EBRD to finance $65 million in Mongolia’s Senj Sant dry cement plant



With EBRD help, Mongolia’s Senj Sant is in the midst of constructing a technologically advanced and environmentally friendly dry process cement plant – the first of its kind so far in Mongolia - to meet rising demand generated by a rapidly growing economy.
A deal to lend Senj Sant US$ 65 million, following an earlier US$ 20 million equity investment for a stake in Senj Sant agreed in May 2013, was signed at a ceremony at HQ recently by First Vice President Phil Bennett.
“This project represents yet another step towards the diversification of Mongolia’s economy,” Mr Bennett said at the ceremony.
The company, which is owned by Mongolia’s Monpolymet Group, is using EBRD finance to continue funding the construction, commissioning and operation of the plant, which is expected to have a total capacity of about 3000 tonnes of cement a day with the start of production planned in 2015.
The new Senj Sant plant is strategically located in southern Mongolia about 450 km from the capital Ulaanbaatar.

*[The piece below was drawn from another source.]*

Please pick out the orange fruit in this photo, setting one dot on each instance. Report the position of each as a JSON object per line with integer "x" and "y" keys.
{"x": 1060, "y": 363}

Its product will be of higher quality than the currently available imported Chinese cement. The plant’s important diversification effect will stem from its targeting an industry which is relatively underdeveloped locally.
“The EBRD’s long term finance, including equity, is not only helping us build the first greenfield cement plant in Mongolia using environmentally friendly dry process, but also supporting the company in raising business standards to international levels,” the CEO of Monpolymet Group, Ms Munkhnasan Narmandakh, told guests at the signing.
Underscoring the deal’s importance for Mongolia, others present included the country’s deputy ministers for economic development and mining, and its London ambassador.
Monpolymet Group today is one of Mongolia’s leading mining operations with around 700 employees and a strong reputation built on environmental rehabilitation, sustainable development and socially responsible operations.
Unusually, it is a mother-and-daughter business.
CEO Munkhnasan’s mother, Ms Garamjav Tseden, now group president, is a qualified geological engineer who established Monpolymet in 1992 with a primary focus on gold mining. Today the company has expanded into four sister companies in construction, mineral exploration, and rehabilitation and construction material production sectors.
Ms Garamjav has been working for the mining industry for 29 years, has implemented numerous profitable projects, values her company’s success in winning the “Best Rehabilitating Entity” award seven times in a row from the Mongolian government, and continues to look for ways to improve the overall business standards and sustainable development in the mining sector.
In 2012, she won an EBRD Women in Business award for outstanding achievement in industry.
A few years ago, she spotted a new gap in the market and decided to use her existing business as collateral to invest in a large greenfield cement plant.
Mongolia’s high levels of mining and infrastructure investment make investment in cement capacity key for future development. The fact that these two entrepreneurs were prepared to risk a large part of their personal wealth on such an investment is a mark of their strong commitment to their national future.
The EBRD has supported this investment both through the 2013 equity deal and the $65 million loan to the project company. The Bank’s backing has been crucial to arriving at a bankable and technically robust structure for the project.